Participer activement à un mouvement comme celui du printemps constitue un puissant psycho stimulant. Sortir de la routine quotidienne, affronter une situation pour laquelle il n’y pas de réponse toute prête, qui exige une analyse permanente, la pose d’hypothèses multiples, faire des choix, assumer les risques, gérer son stress, prendre en compte des avis divergents… tout cela débride l’intelligence. Quand en plus le résultat est positif c’est l’estime de soi qui en sort rehaussée. De retour en classe, beaucoup de ces élèves sont dynamiques, dotés d’une volonté renouvelée. Ils apprennent vite ce qui demande d’habitude de multiples répétitions et entraînements. Tout cela se retrouve le jour de l’examen et suffit à déplacer la ligne de quelques points.

Ils ont perdu des heures de cours me direz-vous ? Mais en termes de contenus qu’est-ce qu’un mois sur 7 ans d’enseignement secondaire ? Les vraies victimes sont les élèves qui n’ont pas participé au mouvement. Ils ont perdu des cours mais n’en ont pas tiré le profit collatéral sur le plan intellectuel. D’ailleurs, pourquoi ceux qui s’appuient sur cet argument de perte de cours restent-ils silencieux quand le Ministère fait passer l’horaire de maths en collège de 4h à 3,5h ? Cela correspond à la perte d’un mois de cours chaque année. La perte d’une demi année sur les quatre ans. Alors qu’elles montaient sans cesses depuis des années, pour la première fois, en 2005, les tests de maths à l’entrée en seconde font voir un recul des performances. Simple hasard ou relation de causalité ? Attendons pour voir. Se souvient-on qu’en 1973, les élèves de 6ème avaient sept heures de français par semaine dont deux en petit groupe. Combien en ont-ils aujourd’hui ? 4,5 h sans dédoublement. Voilà des cours perdus qui coûtent cher.

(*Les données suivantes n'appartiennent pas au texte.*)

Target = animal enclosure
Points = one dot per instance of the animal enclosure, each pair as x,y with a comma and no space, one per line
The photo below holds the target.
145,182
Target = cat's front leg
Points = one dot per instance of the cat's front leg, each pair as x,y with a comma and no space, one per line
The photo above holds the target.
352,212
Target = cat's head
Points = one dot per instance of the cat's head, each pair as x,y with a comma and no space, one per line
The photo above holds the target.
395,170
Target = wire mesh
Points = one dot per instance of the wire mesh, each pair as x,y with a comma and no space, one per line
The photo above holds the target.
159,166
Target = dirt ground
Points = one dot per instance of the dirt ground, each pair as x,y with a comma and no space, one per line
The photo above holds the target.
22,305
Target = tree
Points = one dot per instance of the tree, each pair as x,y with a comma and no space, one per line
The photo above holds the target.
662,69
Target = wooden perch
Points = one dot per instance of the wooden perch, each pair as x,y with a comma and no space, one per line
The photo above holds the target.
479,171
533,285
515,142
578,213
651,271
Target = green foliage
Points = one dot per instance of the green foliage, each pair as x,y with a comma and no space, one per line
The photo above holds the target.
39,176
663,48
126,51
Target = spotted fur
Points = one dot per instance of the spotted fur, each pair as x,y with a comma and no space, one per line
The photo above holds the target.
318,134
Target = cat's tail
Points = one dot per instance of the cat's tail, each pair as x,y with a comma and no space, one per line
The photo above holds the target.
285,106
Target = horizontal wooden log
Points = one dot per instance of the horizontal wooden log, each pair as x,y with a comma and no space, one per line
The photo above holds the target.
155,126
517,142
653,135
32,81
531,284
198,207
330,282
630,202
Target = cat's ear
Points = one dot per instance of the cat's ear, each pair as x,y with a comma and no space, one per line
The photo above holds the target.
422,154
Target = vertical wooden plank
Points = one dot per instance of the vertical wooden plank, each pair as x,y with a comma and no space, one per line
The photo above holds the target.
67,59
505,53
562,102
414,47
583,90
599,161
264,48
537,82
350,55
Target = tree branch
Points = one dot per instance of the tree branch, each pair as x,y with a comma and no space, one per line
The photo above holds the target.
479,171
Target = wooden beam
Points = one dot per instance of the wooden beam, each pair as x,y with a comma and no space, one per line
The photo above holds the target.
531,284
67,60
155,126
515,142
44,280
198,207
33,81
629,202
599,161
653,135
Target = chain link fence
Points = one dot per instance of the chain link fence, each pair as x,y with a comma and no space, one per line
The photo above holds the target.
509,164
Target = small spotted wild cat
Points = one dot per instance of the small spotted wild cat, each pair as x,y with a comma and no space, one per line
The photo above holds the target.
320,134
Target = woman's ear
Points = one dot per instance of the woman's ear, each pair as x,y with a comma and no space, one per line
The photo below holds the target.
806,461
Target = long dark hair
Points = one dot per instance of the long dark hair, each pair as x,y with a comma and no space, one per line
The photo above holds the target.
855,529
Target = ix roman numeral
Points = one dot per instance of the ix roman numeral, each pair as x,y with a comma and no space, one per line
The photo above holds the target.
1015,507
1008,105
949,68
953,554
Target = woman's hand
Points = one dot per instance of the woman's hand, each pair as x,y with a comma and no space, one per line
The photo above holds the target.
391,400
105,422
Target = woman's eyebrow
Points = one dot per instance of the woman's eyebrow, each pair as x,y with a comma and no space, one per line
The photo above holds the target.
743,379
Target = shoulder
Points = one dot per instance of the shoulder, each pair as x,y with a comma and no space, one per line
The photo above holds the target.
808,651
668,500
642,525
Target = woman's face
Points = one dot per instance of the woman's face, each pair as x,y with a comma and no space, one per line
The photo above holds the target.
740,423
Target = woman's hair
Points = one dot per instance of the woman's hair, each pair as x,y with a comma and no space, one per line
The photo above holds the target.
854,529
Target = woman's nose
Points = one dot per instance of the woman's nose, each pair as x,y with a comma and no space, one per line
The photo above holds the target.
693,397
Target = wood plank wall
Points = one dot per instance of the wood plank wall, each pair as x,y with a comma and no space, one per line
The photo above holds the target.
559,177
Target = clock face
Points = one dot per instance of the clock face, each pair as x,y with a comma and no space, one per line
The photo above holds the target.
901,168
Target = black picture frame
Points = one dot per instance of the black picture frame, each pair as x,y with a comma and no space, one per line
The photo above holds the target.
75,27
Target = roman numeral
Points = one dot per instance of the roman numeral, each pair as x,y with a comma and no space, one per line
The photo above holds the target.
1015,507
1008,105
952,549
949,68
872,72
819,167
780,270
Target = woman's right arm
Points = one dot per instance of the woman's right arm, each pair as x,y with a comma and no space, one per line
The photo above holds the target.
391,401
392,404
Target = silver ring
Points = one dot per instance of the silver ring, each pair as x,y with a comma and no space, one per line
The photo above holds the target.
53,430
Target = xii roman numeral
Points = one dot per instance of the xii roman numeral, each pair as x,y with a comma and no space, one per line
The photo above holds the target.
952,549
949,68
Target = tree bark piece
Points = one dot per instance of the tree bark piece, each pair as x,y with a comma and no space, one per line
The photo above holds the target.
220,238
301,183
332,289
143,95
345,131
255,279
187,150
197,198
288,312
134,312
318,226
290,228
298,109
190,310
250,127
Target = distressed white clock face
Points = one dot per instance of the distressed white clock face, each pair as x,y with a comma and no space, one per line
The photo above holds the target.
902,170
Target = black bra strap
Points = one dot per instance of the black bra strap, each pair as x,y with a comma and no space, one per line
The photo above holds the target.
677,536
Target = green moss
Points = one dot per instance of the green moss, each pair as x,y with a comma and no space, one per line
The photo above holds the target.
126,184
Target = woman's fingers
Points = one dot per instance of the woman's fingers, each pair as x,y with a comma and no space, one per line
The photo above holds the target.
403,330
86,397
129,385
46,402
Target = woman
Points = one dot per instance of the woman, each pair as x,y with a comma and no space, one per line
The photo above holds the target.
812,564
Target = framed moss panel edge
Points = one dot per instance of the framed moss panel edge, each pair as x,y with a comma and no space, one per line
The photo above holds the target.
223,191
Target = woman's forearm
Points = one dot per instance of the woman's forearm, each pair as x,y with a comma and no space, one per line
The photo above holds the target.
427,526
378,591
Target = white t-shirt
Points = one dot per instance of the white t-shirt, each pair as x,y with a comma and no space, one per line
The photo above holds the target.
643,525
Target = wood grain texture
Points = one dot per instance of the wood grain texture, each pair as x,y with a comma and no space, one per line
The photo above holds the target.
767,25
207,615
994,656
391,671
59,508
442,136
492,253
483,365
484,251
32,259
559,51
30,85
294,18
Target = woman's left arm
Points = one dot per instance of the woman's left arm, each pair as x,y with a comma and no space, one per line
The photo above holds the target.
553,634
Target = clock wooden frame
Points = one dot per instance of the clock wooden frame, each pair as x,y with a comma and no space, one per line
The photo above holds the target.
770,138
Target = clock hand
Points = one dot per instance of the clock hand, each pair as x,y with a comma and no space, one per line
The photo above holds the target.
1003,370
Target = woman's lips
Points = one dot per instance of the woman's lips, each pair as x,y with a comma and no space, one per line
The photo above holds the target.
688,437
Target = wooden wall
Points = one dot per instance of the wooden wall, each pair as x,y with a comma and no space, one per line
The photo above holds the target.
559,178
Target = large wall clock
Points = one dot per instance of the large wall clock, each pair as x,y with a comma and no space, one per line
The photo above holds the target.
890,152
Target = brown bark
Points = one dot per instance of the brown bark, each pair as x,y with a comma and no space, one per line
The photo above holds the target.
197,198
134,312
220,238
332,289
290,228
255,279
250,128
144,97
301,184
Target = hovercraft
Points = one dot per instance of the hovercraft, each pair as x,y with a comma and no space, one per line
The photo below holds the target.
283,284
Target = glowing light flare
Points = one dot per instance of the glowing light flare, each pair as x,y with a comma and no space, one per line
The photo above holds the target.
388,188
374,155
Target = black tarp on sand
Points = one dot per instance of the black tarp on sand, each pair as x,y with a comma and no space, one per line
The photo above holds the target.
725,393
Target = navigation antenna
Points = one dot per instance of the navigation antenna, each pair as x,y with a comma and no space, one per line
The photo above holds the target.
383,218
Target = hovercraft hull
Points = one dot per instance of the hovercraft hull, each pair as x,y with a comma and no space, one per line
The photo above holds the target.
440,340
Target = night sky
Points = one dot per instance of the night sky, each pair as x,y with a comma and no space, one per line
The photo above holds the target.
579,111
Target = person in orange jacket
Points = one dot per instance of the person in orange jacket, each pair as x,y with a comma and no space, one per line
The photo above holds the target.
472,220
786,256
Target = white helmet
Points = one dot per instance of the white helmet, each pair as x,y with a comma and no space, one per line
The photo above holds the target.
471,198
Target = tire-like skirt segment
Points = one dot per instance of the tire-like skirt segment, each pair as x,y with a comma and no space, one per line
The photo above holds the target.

Mais élargissons notre point de vue. Bien qu’il n’y ait pas d’étude statistique, certains collègues ont remarqué que pour des élèves en difficulté, prendre des responsabilités dans une association ou dans leur quartier améliore les résultats scolaires. Dans le même ordre d’idées, ayant eut une tuberculose à l’âge de 20 ans je me suis retrouvé pendant 2 ans dans un sanatorium pour étudiants. Le Médecin directeur de l’époque, le Docteur Douady, disait qu’à égalité de diplômes les étudiants passés en sanatorium accédaient ultérieurement à un niveau de responsabilité sociale plus élevé. Il est vrai que pendant cette période vous n’êtes plus soumis aux exigences du système, vous ne devez faire aucun effort physique. Vous devez alors puiser en vous les motivations pour vous occuper l’esprit. C’est en apprenant à extirper vos ressources internes que vous déployez un surplus intellectuel qui infléchit votre trajectoire de vie.

Ainsi il y a des détours qui ne sont pas du temps perdu. Alors avant de sombrer dans la morosité des idée reçues, apprenons à surfer sur le versant positif des événements. Nous y trouverons des réponses d’aujourd’hui aux problèmes d’aujourd’hui. Et croyez moi, cela est très stimulant.